The semiconductor industry has finally started discussing security. Now it needs to actually do something.
Security is the No. 1 recurring theme at conferences these days. And given the explosion in the number of conferences this year—up to a half dozen some weeks just in Silicon Valley—that’s a lot of attention being showered on security.
At nearly all of these talks, there is at least a mention about recent breaches, pervasive and persistent risks, and the growing threat level. The topic of security is front and center in discussions about autonomous vehicles, and it has made its way into panels and presentations about medical and industrial IoT.
After sitting through literally hundreds of these presentations, there are some observations to be made:
1. Everyone recognizes there is a growing problem.
2. Everyone has developed at least some plan for what they’re going to do.
3. Those plans are being succinctly drawn out in some very sophisticated PowerPoint slides and graphics.
But when it comes to actually implementing security, things get a bit murky. Implementation costs money, and no one wants to pick up the tab–not consumers, not investors/stockholders, and not the systems vendors or carriers. Perhaps even worse, some device makers insist that their products don’t have to be secure, an argument that seemed to slip beneath the radar until last month, when the Dyn distributed denial of service attack showed that armies of these insignificant things could be strung together as a botnet and take down some large businesses that take security very seriously.
Dig deeper and you find there are at least a couple levels of security, as well. There is security for banking and credit card transactions, which is based on the Transport Layer Security. TLS is considered state of the art, which is great when it comes to a liability defense.

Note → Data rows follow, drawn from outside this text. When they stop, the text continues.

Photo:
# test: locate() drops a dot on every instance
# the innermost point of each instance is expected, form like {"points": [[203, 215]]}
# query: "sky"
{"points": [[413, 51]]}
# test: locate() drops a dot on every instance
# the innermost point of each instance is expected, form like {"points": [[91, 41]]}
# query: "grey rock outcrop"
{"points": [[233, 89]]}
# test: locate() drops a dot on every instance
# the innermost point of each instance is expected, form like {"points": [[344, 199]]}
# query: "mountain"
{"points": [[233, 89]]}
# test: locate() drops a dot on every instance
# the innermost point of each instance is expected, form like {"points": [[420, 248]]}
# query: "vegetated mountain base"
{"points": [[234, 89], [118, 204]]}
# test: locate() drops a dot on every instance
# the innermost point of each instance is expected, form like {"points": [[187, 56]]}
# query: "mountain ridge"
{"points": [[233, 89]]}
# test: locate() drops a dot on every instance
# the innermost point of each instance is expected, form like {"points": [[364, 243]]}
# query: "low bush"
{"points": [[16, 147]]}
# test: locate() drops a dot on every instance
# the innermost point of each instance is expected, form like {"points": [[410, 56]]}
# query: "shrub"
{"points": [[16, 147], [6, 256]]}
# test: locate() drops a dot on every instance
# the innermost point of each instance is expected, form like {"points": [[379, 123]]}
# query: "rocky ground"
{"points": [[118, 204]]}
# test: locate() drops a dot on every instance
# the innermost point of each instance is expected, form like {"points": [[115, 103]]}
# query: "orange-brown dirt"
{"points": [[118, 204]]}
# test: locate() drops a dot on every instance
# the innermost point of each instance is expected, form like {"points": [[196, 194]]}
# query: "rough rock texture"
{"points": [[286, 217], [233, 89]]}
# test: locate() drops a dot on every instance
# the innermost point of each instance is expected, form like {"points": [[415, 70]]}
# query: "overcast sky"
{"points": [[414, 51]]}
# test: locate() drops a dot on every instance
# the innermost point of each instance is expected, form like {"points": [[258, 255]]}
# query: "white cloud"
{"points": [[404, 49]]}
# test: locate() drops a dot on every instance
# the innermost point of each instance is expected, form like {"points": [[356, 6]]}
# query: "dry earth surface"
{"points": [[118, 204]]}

But most security experts view it as just one piece of what’s needed, and given the growing number of very public breaches in the news over the past few years, they seem to have a point. And as technology becomes more integrated into safety-critical markets such as healthcare and automotive, that level of security isn’t going to be sufficient.
The second level of security requires a complete end-to-end understanding of how systems can be breached, starting from the initial architecture of the chip, the software and the networking infrastructure, and following that through the entire supply chain. You can do everything right on the design side, and still have a counterfeit part inserted down the line. Or you can design everything right in silicon, only to find the software is full of holes or, in the case of an autonomous vehicle, that the over-the-air update has been compromised because the authentication keys were hacked.

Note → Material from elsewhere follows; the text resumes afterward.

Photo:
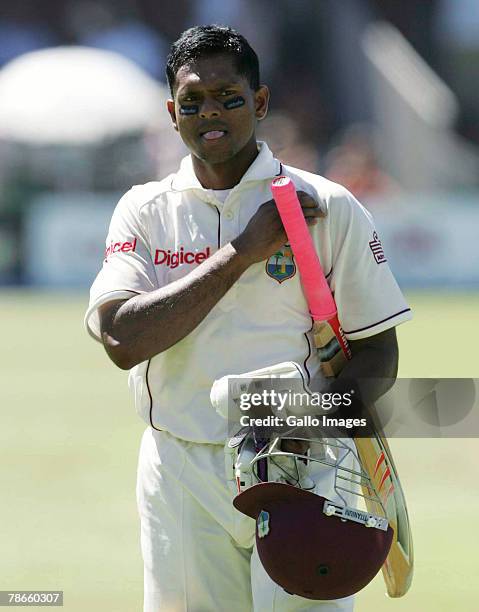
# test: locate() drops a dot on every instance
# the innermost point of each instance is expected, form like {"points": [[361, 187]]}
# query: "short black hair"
{"points": [[201, 41]]}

And that’s just the beginning. Security is a constantly evolving challenge, and it has to be dealt with quickly using the same kind of rapid-response protocols that operating systems companies have been deploying for nearly two decades. If there is a breach, you issue a patch quickly, and maybe another patch following that to close up any remaining problems. In the automotive, healthcare, industrial or medical markets, there isn’t any kind of consistent rapid response infrastructure.
Moreover, there are so many pieces being developed by companies across a global supply chain—more than 100 separate IP blocks just in some SoCs—that it’s inconceivable they will ever use equivalent security protocols without the threat of exclusion. It’s hard enough to get some of the smaller IP companies to characterize their IP for various use cases. That now has to be done for security, as well, based upon system-level standards that so far don’t exist, and when they finally are implemented will be in a constant state of evolution.
Talking about security is a first step. The conversations are beginning, and some companies actually have been working on this problem for at least the past half-decade. But unless some standards are introduced, and some choices are made to exclude those who don’t comply, then the risk increases that none of this will work. This is, after all, a chain of trust. And if you can’t trust one link in that chain with the same level of confidence as the next, then all of the detailed presentations about security don’t matter.